Folha - O sr. já ganhou vários prêmios: Oscar de roteiro com "Traídos pelo Desejo" (92), Leão de Ouro
em Veneza com "Michael Collins"
(95), Urso de Prata em Berlim com
"Nó na Garganta" (97)... O que
acha desse tipo de competição?
Jordan - Eu adoro ganhar prêmios [risos]. Acho que os prêmios
são muito importantes para os independentes. Os diretores de sucessos-pipoca não se incomodam
em ganhar troféus. Mas, para os
filmes de fora do grande sistema,
prêmios servem como uma espécie de chamariz. Festivais também jogam luz em produções que
de outra forma teriam grandes dificuldades em encontrar público.
Folha - O sr. sente diferença em
seus filmes por ser irlandês?
Jordan - É difícil falar sobre mim
mesmo. Obviamente, por eu ser
irlandês, há certas características
em meus filmes que não haveria
em outro. Já fiz longas sobre violência política, que vêm do meu
passado.
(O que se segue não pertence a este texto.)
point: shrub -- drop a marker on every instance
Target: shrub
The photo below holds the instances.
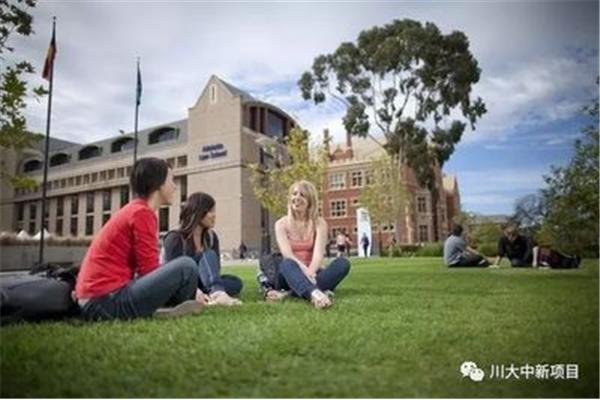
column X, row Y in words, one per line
column 431, row 250
column 488, row 249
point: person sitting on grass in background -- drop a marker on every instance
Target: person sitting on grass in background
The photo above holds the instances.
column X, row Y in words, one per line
column 458, row 254
column 517, row 248
column 301, row 237
column 120, row 277
column 197, row 239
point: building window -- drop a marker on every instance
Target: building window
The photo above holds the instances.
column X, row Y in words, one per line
column 89, row 225
column 33, row 211
column 32, row 165
column 60, row 206
column 338, row 208
column 75, row 205
column 369, row 178
column 106, row 200
column 423, row 233
column 356, row 179
column 73, row 226
column 161, row 135
column 276, row 124
column 124, row 195
column 90, row 152
column 163, row 219
column 59, row 159
column 336, row 181
column 183, row 188
column 89, row 202
column 213, row 94
column 421, row 204
column 20, row 211
column 121, row 144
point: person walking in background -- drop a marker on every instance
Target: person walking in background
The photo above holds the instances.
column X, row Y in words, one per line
column 120, row 277
column 301, row 237
column 458, row 254
column 364, row 243
column 196, row 238
column 518, row 248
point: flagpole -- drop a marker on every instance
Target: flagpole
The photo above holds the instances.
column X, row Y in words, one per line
column 137, row 108
column 47, row 147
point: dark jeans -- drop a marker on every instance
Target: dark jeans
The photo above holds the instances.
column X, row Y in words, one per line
column 169, row 284
column 292, row 277
column 555, row 259
column 471, row 260
column 211, row 279
column 520, row 263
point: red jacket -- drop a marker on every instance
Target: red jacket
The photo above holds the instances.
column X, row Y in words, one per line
column 126, row 245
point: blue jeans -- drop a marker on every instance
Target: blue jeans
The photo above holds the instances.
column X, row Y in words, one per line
column 211, row 279
column 168, row 285
column 292, row 277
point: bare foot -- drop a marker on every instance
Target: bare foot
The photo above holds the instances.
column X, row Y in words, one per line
column 275, row 295
column 320, row 299
column 220, row 298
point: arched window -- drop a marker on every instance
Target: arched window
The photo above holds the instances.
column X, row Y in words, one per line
column 89, row 152
column 163, row 135
column 121, row 144
column 32, row 165
column 59, row 159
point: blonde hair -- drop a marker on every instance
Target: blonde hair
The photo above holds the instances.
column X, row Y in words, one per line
column 312, row 198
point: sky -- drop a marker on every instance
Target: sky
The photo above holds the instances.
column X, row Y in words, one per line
column 538, row 60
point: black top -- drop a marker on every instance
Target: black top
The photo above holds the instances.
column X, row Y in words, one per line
column 521, row 248
column 175, row 245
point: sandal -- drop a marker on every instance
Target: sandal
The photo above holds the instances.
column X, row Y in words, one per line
column 320, row 300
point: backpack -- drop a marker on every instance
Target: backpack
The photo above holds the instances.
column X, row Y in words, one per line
column 269, row 270
column 43, row 294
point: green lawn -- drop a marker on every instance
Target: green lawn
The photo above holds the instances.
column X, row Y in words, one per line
column 399, row 328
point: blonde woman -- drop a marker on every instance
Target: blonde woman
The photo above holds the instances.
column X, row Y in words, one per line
column 302, row 237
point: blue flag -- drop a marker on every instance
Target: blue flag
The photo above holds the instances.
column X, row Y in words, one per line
column 138, row 98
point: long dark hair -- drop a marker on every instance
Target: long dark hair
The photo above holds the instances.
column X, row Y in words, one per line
column 198, row 204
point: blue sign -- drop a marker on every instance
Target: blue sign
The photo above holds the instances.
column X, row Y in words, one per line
column 211, row 151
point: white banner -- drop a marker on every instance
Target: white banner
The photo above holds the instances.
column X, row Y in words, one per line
column 363, row 226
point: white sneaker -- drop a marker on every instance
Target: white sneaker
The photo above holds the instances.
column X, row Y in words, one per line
column 185, row 308
column 320, row 299
column 221, row 298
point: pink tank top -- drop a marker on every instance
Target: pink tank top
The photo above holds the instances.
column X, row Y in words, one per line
column 303, row 249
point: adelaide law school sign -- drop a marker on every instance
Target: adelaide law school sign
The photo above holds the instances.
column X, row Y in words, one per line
column 211, row 151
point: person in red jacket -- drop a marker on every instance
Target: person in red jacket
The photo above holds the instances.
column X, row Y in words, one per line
column 120, row 277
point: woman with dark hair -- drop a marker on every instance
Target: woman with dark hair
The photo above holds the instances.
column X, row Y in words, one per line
column 196, row 238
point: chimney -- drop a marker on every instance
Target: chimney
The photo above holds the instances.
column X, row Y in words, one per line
column 326, row 139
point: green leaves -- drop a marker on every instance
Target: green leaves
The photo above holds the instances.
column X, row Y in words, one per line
column 270, row 183
column 389, row 67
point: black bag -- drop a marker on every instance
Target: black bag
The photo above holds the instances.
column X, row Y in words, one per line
column 269, row 266
column 35, row 297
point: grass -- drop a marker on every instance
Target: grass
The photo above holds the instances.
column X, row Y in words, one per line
column 399, row 328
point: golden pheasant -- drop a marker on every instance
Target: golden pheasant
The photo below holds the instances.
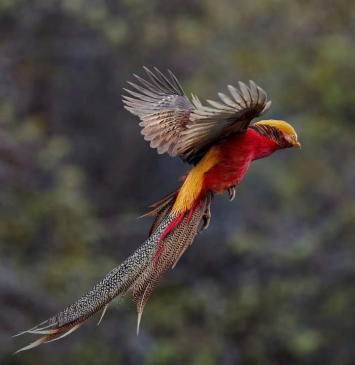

Por ter nascido na Irlanda, também tenho tendência a
gostar de ambientes fantásticos.
Quando você faz um filme, fala
para uma platéia mundial, embora não consiga evitar mostrar de
onde vem. E os melhores filmes
vêm de suas origens.
Folha - Nas suas entrevistas, o sr.
sempre diz que não gosta de improvisar. Por quê?
Jordan - Não sei, talvez eu devesse, mas não faz parte de minha
natureza. Quando escrevo o roteiro, vejo muito bem o que quero
filmar e de que forma. É um sistema que não permite que se improvise muito. E meus diálogos
são corriqueiros, não dão muita
margem para improvisos.
Folha - Como foram as filmagens?
Jordan - Muito complicadas,
porque a equipe francesa e a inglesa não se entendiam, e eu ficava sempre no meio [risos]. Foi
bem trabalhoso. Mas com os atores houve bastante liberdade.
Folha - O sr. está trabalhando em
algo novo?
Jordan - Voltei a escrever romances. O próximo se chama
"Shade" (Sombra) e trata de um
fantasma. Mas para o cinema ainda estou analisando alguns projetos. Deve demorar.